The ruling turns upside down the traditional role of student-athlete and gives energy to the movement to compensate college athletes. For some time now there has been a growing and vocal contingent of sports enthusiasts calling for colleges to pay athletes and provide them with employee protections. Many critics have claimed that the governing body of college athletics, the National Collegiate Athletic Association (NCAA) and its member colleges, have exploited students for profit, leaving athletes vulnerable to the whims of their institutions. Sensing the growing controversy the NCAA in recent years has made a point of highlighting students as “scholar-athletes” to send the message that athletes are students first. It has become an increasingly tough sell for the NCAA, itself a not-for-profit organization, with a lucrative billion dollar television deal and colleges that profit from merchandising tied to its students.

Recently during an appearance on CNN’s Crossfire basketball legend Kareem Abdul Jabbar lent his voice in favor of paying college athletes. The NBA Hall of Famer said, “Football and basketball are on national TV. They generate money for all of these national sponsors and advertisers. It's incredible how much money is being made. The president of the NCAA makes $1.7 million a year, yet the people who are performing and generating this cash do not get to participate in any way.”





In the ruling, Peter Ohr, regional N.L.R.B. director declared, “As has already been alluded to, the Employer’s players (both scholarship and walk-ons) are subject to certain team and athletic department rules set forth, inter alia, in the Team Handbook that is applicable solely to the Employer’s players and Northwestern’s Athletic Department Handbook. Northwestern’s regular student population is not subject to these rules and policies.” Throughout the ruling Ohr sets out to differentiate the status of the Northwestern athletes from the rest of the student population on campus.

Though the ruling only applies to football players on scholarship at Northwestern University, the implications are far-reaching; particularly for Division I and Division II football players at other private universities. Since collective bargaining at state controlled colleges falls under the purview of state law and not the National Labor Relations Board, how deep the ruling touches in college sports is still anyone’s guess. What is apparent is that an important threshold has been crossed with the determination that the football players at Northwestern are employees and must be treated as such and provided the legal protections of employees. Though the NCAA was not a party to the complaint it had an immediate reaction to the ruling by the N.L.R.B. The chief legal officer for the NCAA, Donald Remy, released a statement that said in part, “Over the last three years, our member colleges and universities have worked to re-evaluate the current rules. While improvements need to be made, we do not need to completely throw away a system that has helped literally millions of students over the past decade alone attend college. We want student-athletes – 99 percent of whom will never make it to the professional leagues – focused on what matters most – finding success in the classroom, on the field and in life.”

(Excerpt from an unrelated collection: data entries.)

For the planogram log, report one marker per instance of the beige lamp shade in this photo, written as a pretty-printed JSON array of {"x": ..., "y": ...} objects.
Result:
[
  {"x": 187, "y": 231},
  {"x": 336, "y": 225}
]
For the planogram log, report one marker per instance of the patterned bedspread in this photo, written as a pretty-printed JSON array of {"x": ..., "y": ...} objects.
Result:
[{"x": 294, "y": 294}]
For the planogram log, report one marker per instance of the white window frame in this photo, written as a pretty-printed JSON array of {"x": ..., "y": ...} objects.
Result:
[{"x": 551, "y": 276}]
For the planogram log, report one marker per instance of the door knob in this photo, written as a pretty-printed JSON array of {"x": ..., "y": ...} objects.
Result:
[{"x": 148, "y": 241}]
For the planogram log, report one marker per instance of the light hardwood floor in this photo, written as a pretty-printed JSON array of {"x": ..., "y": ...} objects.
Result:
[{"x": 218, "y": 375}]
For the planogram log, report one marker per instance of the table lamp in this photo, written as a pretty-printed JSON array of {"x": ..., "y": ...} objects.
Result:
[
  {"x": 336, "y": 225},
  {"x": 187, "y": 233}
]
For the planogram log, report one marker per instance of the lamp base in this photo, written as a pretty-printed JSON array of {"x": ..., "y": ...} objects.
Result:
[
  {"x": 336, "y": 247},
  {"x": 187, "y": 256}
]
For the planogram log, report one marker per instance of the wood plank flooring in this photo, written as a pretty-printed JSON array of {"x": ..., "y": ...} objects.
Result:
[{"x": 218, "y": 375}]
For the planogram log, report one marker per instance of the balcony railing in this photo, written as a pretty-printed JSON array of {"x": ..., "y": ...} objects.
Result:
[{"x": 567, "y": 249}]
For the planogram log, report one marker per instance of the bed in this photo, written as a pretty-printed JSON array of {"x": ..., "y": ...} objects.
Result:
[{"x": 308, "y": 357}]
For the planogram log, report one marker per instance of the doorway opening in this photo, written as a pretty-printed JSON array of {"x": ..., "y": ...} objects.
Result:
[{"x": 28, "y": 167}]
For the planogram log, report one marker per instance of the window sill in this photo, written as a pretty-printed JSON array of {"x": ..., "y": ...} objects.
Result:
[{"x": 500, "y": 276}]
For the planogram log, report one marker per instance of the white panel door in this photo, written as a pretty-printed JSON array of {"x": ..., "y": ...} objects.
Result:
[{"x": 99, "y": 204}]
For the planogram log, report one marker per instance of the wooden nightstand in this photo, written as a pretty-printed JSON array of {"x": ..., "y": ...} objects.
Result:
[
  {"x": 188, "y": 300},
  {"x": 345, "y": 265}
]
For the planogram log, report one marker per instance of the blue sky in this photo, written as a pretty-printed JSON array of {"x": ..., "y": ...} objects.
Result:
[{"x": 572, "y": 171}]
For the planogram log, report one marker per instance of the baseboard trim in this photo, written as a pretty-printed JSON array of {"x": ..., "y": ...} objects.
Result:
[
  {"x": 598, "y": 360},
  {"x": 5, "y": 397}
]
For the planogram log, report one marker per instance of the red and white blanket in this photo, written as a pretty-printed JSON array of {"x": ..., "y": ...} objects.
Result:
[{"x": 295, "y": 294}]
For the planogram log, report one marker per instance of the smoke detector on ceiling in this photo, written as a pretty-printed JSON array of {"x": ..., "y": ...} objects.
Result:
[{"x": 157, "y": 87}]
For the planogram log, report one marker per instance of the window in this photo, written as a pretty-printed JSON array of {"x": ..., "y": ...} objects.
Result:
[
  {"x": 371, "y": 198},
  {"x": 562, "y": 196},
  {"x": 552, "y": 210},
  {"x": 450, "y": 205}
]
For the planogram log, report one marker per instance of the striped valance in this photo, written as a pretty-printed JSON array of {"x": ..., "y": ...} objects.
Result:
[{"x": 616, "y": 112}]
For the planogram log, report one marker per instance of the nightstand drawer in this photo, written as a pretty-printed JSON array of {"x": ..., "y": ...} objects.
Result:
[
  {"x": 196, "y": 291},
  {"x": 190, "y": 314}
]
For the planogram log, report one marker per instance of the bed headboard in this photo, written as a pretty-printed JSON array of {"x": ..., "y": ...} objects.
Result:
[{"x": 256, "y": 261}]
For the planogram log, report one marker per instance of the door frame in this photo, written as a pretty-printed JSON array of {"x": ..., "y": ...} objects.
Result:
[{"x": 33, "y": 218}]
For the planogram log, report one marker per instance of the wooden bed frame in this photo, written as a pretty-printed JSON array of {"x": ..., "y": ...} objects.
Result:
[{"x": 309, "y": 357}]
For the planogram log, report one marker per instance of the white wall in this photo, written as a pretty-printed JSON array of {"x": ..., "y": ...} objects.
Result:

It was the petition filed by a new group, the College Athletes Players Association, on behalf of Northwestern University football players that brought the issue of athletes and their legal status to the forefront. The new group petitioned the N.L.R.B. in January and then endured a contentious three week hearing before the agency last month.

The ruling will likely be contested all the way to the United States Supreme Court but in the interim there will be a lot of discussion about its impact and influence. The ruling creates a potential fissure in the ranks of college athletics as well. Larger schools with revenue generating football programs, such as the University of Michigan, University of Southern California and Northwestern, might be able to cover the spread, pay athletes and provide benefits without ‘losing’ much in return. Smaller institutions and private historically Black colleges are likely very concerned about the possible effect on their budgets. The same goes for Ivy League and NCAA Division 3 schools that do not offer athletic scholarships but support based upon academic performance. While scholarships, for the most part, are paper transactions, wages are not. In this period of economic uncertainty institutions are making decisions based on the bottom line so rather than meet additional payroll costs colleges could conceivably discontinue athletic teams.

Another significant factor is Title IX and questions of gender equity in pay. Football programs generate the greatest share of revenue at most colleges but questions will be raised about pay equity between women and men. It is inconceivable that if this ruling withstands court scrutiny that colleges would be allowed to pay women athletes less than their male counterparts, regardless of the sport.